Negli ultimi anni, questa forma d'arte si è espansa per includere statistiche e metodi di ricerca, portando Schlossberg, tra gli altri profiler criminali, a un successo vertiginoso.
John Douglas e Robert Ressler

Tra il 1976 e il 1979, profiler criminali Giovanni Douglas e Robert Ressler ha condotto 36 interviste con omicidi seriali. Usando queste interviste, hanno concettualizzato la dicotomia organizzato e disorganizzato, spiegando come l'esecuzione di un crimine fornisca dettagli sul criminale, secondo il Istituto Nazionale di Giustizia .
Douglas e Ressler hanno stabilito che i criminali organizzati in genere pianificano la loro linea d'azione in anticipo, lasciando dietro di sé prove minime. Di solito mostrano un comportamento antisociale e capiscono il bene dal male, sebbene trascurino di mostrare rimorso per le loro azioni.
Hanno anche concluso che i criminali disorganizzati di solito commettono crimini spontanei, prestando meno attenzione ai dettagli. Dal momento che sono spesso giovani, inesperti, sotto l'effetto di droghe o alcol, o malati di mente, tendono a lasciare più prove.
Douglas e Ressler appartenevano alla Behavioral Science Unit dell'FBI, costituita nel 1974, e il loro lavoro si basava sull'idea che il comportamento riflette la personalità. L'APA ha notato di aver classificato il comportamento in quattro componenti principali: antecedente, metodo e modo, disposizione del corpo e comportamento post-reato.

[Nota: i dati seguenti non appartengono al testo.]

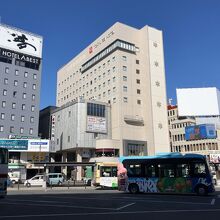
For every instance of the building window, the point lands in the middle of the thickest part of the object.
(125, 78)
(3, 116)
(14, 94)
(6, 70)
(125, 99)
(11, 129)
(32, 119)
(124, 68)
(3, 104)
(12, 117)
(22, 118)
(95, 109)
(33, 97)
(5, 81)
(21, 130)
(31, 131)
(15, 83)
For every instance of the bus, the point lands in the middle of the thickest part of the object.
(3, 172)
(105, 173)
(165, 173)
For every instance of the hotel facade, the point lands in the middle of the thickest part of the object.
(123, 68)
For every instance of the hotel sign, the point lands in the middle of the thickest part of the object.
(100, 41)
(19, 56)
(20, 41)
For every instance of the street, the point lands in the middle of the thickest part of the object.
(108, 204)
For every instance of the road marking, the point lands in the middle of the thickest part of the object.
(125, 206)
(110, 213)
(59, 206)
(213, 202)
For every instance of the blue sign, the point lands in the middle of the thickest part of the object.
(14, 144)
(198, 132)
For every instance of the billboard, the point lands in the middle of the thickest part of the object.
(30, 145)
(96, 124)
(198, 102)
(20, 41)
(198, 132)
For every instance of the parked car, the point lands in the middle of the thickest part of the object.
(54, 179)
(37, 180)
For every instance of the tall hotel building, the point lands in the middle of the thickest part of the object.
(124, 67)
(20, 79)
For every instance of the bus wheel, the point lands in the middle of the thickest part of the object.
(133, 188)
(201, 190)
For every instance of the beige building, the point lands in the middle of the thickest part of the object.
(178, 142)
(124, 67)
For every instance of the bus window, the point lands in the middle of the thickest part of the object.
(166, 170)
(134, 170)
(199, 169)
(114, 171)
(149, 170)
(106, 171)
(183, 170)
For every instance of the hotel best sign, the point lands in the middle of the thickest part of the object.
(20, 41)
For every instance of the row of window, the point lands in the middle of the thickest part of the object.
(12, 116)
(16, 73)
(12, 129)
(195, 147)
(117, 44)
(14, 94)
(13, 106)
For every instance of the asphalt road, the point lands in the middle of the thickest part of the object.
(99, 205)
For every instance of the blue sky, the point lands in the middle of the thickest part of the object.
(191, 30)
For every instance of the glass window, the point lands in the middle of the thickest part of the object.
(134, 170)
(3, 104)
(149, 170)
(12, 117)
(183, 170)
(2, 115)
(5, 81)
(166, 170)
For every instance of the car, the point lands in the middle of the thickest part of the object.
(37, 180)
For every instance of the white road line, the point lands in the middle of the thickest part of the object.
(125, 206)
(213, 202)
(110, 213)
(59, 206)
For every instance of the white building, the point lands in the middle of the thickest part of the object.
(124, 67)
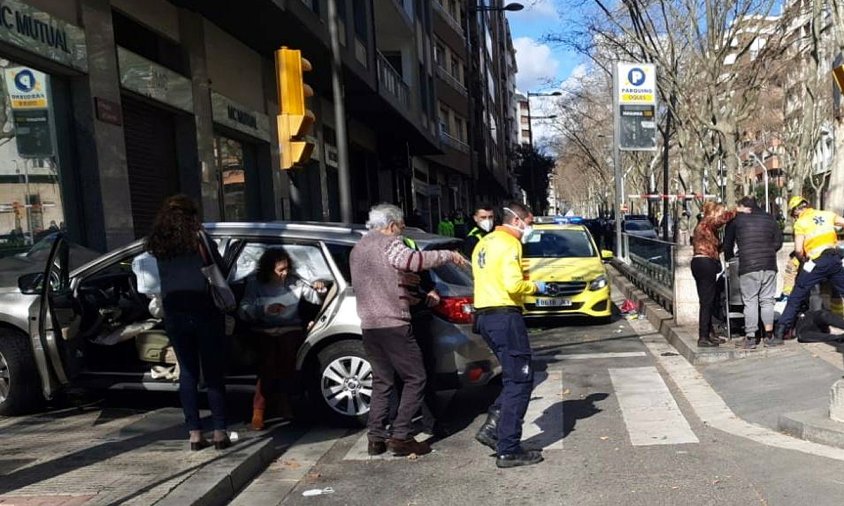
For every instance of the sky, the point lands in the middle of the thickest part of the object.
(542, 66)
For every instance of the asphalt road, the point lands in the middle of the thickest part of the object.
(615, 429)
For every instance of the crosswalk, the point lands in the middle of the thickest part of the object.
(649, 411)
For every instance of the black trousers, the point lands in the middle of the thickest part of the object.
(705, 271)
(394, 351)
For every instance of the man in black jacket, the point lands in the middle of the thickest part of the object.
(758, 237)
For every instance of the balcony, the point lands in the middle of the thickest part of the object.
(453, 142)
(446, 76)
(390, 81)
(448, 18)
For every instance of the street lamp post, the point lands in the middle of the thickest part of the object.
(765, 179)
(532, 168)
(474, 9)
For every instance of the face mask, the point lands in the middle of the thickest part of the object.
(526, 233)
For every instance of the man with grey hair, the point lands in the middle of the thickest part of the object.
(379, 263)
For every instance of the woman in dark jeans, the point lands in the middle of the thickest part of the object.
(706, 264)
(195, 326)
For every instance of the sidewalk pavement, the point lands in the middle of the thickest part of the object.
(96, 456)
(784, 388)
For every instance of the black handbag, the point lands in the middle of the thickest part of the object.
(221, 292)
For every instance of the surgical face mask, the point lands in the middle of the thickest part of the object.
(526, 233)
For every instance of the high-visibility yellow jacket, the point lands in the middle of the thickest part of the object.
(497, 268)
(818, 228)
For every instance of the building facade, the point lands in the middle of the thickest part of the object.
(110, 106)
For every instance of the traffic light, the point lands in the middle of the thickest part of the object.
(294, 119)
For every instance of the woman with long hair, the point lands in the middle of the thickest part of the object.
(271, 305)
(706, 264)
(195, 326)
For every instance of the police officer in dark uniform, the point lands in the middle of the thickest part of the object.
(484, 218)
(499, 289)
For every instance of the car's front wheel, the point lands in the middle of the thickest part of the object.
(343, 384)
(19, 387)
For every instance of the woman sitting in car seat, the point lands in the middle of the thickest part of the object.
(271, 306)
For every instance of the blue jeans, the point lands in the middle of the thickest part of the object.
(507, 336)
(199, 337)
(827, 268)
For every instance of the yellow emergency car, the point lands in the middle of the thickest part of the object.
(563, 254)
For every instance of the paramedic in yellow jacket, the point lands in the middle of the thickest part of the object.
(499, 288)
(815, 245)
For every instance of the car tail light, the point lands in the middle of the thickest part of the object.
(456, 309)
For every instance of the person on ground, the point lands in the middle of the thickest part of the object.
(270, 305)
(193, 323)
(815, 246)
(499, 289)
(706, 266)
(758, 237)
(484, 221)
(379, 263)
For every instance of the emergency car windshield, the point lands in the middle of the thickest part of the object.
(558, 243)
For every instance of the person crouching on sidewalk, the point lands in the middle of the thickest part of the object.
(378, 263)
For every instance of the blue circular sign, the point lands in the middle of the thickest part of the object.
(636, 76)
(25, 81)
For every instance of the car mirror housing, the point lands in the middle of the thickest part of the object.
(30, 284)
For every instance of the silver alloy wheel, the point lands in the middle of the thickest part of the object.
(5, 379)
(347, 385)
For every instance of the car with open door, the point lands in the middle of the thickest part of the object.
(92, 327)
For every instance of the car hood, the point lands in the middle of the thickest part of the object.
(564, 269)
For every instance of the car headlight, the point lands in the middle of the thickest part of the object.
(598, 283)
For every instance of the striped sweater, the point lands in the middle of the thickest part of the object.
(377, 263)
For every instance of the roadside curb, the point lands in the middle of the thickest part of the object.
(218, 482)
(813, 425)
(681, 338)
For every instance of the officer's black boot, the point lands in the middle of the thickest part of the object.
(777, 338)
(488, 433)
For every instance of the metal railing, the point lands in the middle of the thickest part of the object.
(652, 262)
(455, 83)
(453, 142)
(390, 80)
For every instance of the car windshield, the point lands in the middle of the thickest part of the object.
(558, 243)
(638, 225)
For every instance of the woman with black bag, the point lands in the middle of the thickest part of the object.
(194, 324)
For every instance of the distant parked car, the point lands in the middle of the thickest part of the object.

L'antecedente si riferisce al fatto che l'autore abbia formulato un piano e perché abbia scelto di eseguirlo quando lo ha fatto. Nel frattempo, metodo e modi cercano punti in comune tra le vittime e il tipo di violenza che è stata inflitta.
L'eliminazione del corpo si riferisce al luogo in cui l'autore si libera della vittima, in un luogo o sparso in più luoghi, e il comportamento post-reato disimballa il loro coinvolgimento nelle indagini.
Giacomo Bruxelles
Nella sua profilazione criminale, James Brussel ha spesso cercato di creare un ritratto emotivo, definito come un profilo del sé interiore, quando cercava un assassino.
Brussel era uno psicologo di New York City negli anni '50 incaricato di scoprire l'identità del 'pazzo attentatore' George Metesky. Metesky ha piazzato più di 30 bombe in tutta la città tra il 1940 e il 1956, prendendo di mira tutti i tipi di spazi pubblici, secondo quanto riferito da Rivista Smithsonian .
Brussel ha utilizzato una combinazione di appunti e foto della scena del crimine per sviluppare un profilo dell'attentatore, concludendo che ha esemplificato un caso da manuale di schizofrenia paranoica. Brussel ha spiegato che l'autore del reato era probabilmente celibe, autodidatta, sulla cinquantina e viveva nel Connecticut.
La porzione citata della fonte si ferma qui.